Crime is on the rise in the city, with some incidents of wrongdoing climbing more than 40 per cent from the year before.

“Throughout 2018 and the tail end of 2017, we consistently saw decreases across key areas … ,” said Supt. Gerald Grobmeier, officer in charge of the Red Deer RCMP.

“However, the numbers for this first quarter of this year are showing increases.

“It’s not necessarily unusual to see increases after such a prolonged period of significant decreases, but we know we need to act to ensure this increase doesn’t become a trend,” said Grobmeier, noting this year’s statistics remain lower than in previous years.

When comparing the first quarter of 2019 to the first quarter of 2018, total Criminal Code files increased by 27 per cent. This is 22 per cent lower than the same time period in 2017.

Total crimes against persons increased by seven per cent.

There were 27 robberies in 2019, compared to 20 in 2018 in the same period.

Sexual assaults experienced a 20 per cent spike this year, which equalled nine more sexual assaults in three months.

Grobmeier attributes the spike to an increase in reporting. With the #MeToo movement, more victims are comfortable coming forward and making reports, he said.

“It’s encouraged more people.

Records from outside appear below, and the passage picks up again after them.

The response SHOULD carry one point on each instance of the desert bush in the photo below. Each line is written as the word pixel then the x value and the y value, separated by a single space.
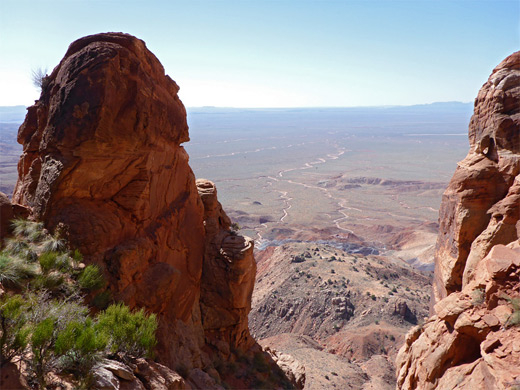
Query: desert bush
pixel 48 318
pixel 13 325
pixel 48 261
pixel 478 296
pixel 14 271
pixel 91 278
pixel 53 244
pixel 130 333
pixel 80 347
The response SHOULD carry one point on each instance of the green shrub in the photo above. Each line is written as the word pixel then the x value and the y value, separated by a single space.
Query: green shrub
pixel 48 261
pixel 14 271
pixel 478 296
pixel 80 347
pixel 91 278
pixel 53 244
pixel 130 333
pixel 13 326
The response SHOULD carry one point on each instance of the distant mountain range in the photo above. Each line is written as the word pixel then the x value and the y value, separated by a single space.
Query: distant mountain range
pixel 16 114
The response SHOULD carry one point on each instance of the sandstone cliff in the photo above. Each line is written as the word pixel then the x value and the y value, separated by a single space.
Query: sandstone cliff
pixel 102 155
pixel 472 340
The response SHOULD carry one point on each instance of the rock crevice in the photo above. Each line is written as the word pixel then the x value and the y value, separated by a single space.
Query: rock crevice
pixel 476 290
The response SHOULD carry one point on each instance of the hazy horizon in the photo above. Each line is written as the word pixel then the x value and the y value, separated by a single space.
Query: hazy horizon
pixel 287 53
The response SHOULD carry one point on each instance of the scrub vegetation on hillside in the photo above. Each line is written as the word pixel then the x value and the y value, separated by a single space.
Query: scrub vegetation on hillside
pixel 45 322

We don’t want more sexual assualts, but we certainly want people to be comfortable to report.”

Total property crime increased by 41 per cent, but remains 27 per cent lower than the same period in 2017. Theft under $5,000 increased by 30 per cent, but remains about 31 per cent lower compared to the same time in 2017.

Break and enters increased by 39 per cent in the first quarter of this year.

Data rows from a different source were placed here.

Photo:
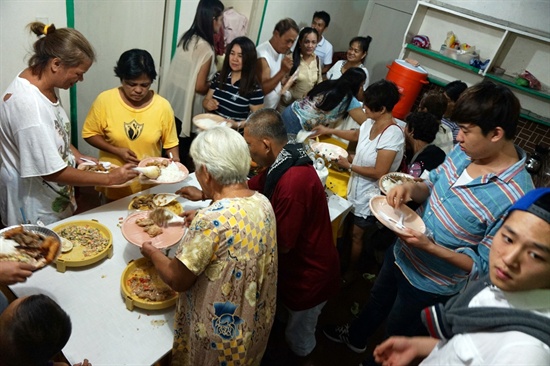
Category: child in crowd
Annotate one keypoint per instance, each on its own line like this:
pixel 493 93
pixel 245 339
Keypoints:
pixel 502 318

In the first quarter of 2019, 377 vehicles were reported stolen, compared to 177 in the same period in 2018.

“We recognize that an increase in crime rates is not what the community wants to see, and it isn’t what we want to see either,” said Grobmeier.

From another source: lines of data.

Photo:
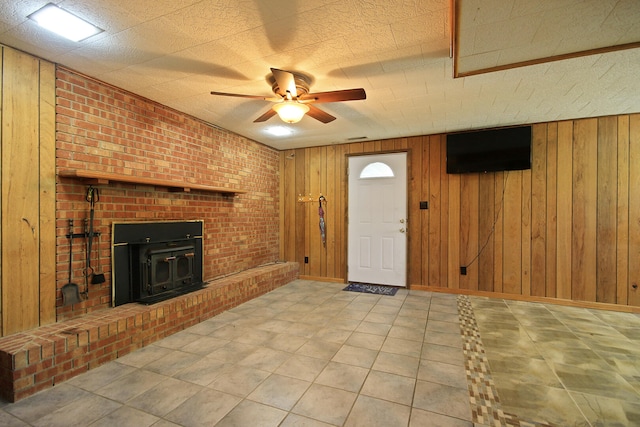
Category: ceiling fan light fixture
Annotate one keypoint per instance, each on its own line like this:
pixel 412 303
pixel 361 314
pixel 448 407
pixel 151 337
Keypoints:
pixel 291 111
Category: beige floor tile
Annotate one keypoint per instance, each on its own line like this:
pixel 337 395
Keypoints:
pixel 130 386
pixel 173 363
pixel 164 397
pixel 302 367
pixel 372 412
pixel 442 373
pixel 442 399
pixel 279 391
pixel 391 387
pixel 239 380
pixel 397 364
pixel 402 346
pixel 39 405
pixel 326 404
pixel 143 356
pixel 126 416
pixel 443 353
pixel 204 345
pixel 266 359
pixel 343 376
pixel 286 342
pixel 83 411
pixel 374 328
pixel 356 356
pixel 101 376
pixel 204 371
pixel 319 349
pixel 370 341
pixel 253 414
pixel 294 420
pixel 336 358
pixel 232 352
pixel 420 418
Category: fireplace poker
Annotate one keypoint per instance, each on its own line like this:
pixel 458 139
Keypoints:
pixel 70 293
pixel 92 198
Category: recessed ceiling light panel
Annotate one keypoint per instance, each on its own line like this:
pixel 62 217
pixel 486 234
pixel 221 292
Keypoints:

“There are several factors that we believe contributed to some of the increases, including extreme weather this winter, which unfortunately, translated into many vehicles being stolen while they were running and unlocked.”

Traditionally, the number of stolen vehicles increases in winters in Red Deer, when compared to summers, he added.

“Most of the stolen vehicles were left running with keys in.”

Other factors that led to the increase in crime include migration of criminals to Red Deer from other parts of Alberta such as Calgary and Edmonton, said the superintendent, as well as from smaller communities.

“We’ve seen other detachments surrounding us have been mimicking what we do in our crime reduction strategies, so there’s a lot more pressure coming on to these criminals in other areas. “

Grobmeier said, “when we look at the quarter, we may be a bit shocked,” but the numbers are lower compared to recent years.

One of the ways police are working to reduce crime is through Pinpoint, a made-in-Red Deer program that targets repeat offenders and crime hot spots.

Between Jan. 7 and April 8 of this year, Red Deer RCMP conducted 521 checks on targeted people and addresses identified through Pinpoint.

Police also conducted another 1,368 checks in crime hot spots.

Many factors in 2018 worked in the RCMP’s favour, which Grobmeier described as a best-case scenario.

“(One such scenario was) every one of our Pinpoint targets was in jail for a significant amount of time (in 2018),” he explained.

Downtown Business Association executive director Amanda Gould said its members have noticed a positive impact since the launch of the downtown police unit.

The four-officer detail focuses on patrols, having a police presence and public engagement.

“They do feel they’ve been heard, that they’re seeing the unit and the unit officers are going in to chat with them and find out what’s going on,” Gould of her members’ experiences.

“It’s really gone a long way in helping the perception from a business perspective.”